Following the American Civil War Sesquicentennial with day by day writings of the time, currently 1863.

December 4.—A sharp fight occurred between six United States gunboats lying off Port Royal, on the Rappahannock River, Va., and the rebel batteries behind the town. The firing was very rapid, and lasted about two hours, completely riddling some of the houses, when the rebels ceased firing, and the gunboats dropped down the river one and a half miles. Some of the rebel shot struck very near the boats, but no damage was done them.

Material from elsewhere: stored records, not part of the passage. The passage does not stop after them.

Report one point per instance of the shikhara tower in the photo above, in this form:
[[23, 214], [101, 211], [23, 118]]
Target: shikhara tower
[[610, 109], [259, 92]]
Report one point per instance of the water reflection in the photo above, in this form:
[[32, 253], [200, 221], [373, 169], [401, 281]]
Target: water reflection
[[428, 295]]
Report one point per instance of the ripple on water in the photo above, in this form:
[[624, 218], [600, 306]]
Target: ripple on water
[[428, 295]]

—The North-Carolina House of Commons unanimously passed a series of resolutions, expressive of their confidence in the patriotism and uprightness of Jefferson Davis, and his ability to sustain the government of the rebels; also heartily approving the policy for the conduct of the war set forth by Governor Vance, and finally declaring that the “separation was final, and that North-Carolina would never consent to reunion at any time or upon any terms.”—A skirmish took place near Tuscumbia, Ala., in which the rebels were compelled to abandon their camps, after losing a large number of horses, and seventy taken prisoners.—Winchester, Va., surrendered to a reconnoitring force of Union troops under the command of General Geary.—(Doc. 59.)

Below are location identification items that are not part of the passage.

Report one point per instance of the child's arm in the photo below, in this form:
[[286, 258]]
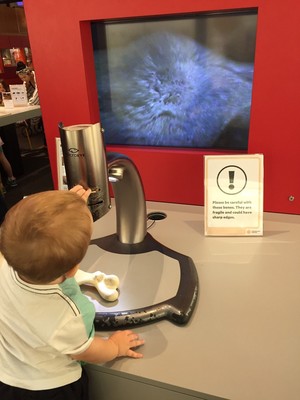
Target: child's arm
[[117, 345]]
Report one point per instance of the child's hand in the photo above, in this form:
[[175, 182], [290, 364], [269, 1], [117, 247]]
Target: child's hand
[[125, 341], [81, 191]]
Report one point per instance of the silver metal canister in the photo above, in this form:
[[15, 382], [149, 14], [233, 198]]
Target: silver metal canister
[[85, 164]]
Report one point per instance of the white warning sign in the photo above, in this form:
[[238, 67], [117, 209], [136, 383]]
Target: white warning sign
[[234, 195]]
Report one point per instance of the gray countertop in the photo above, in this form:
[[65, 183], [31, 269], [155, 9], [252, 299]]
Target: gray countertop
[[243, 339]]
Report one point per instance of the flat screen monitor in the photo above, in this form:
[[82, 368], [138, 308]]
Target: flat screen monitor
[[182, 81]]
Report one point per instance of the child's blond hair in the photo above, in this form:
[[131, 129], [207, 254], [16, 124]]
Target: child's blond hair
[[46, 234]]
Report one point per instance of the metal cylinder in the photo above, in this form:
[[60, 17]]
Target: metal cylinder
[[85, 164]]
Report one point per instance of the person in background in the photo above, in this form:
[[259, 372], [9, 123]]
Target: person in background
[[27, 75], [46, 323], [11, 180]]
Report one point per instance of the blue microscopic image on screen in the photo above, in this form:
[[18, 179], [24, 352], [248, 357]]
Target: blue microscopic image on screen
[[176, 83]]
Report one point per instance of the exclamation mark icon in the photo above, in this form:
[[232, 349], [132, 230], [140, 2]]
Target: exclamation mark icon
[[231, 180]]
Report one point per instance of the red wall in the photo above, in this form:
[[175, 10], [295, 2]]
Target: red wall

—A Sharp fight took place at Watervalley, Miss., between two brigades of Union troops, commanded by Colonels Hatch and Lee, and a large body of rebels. After a charge from the Union troops, the rebels were routed, leaving three hundred of their number, and fifty horses in the hands of the Unionists.

—The rebel General Hindman, before making his attack on the National forces in Arkansas, issued an address to his soldiers, in which he told them what to do, and what not to do in battle.— (Doc. 60.)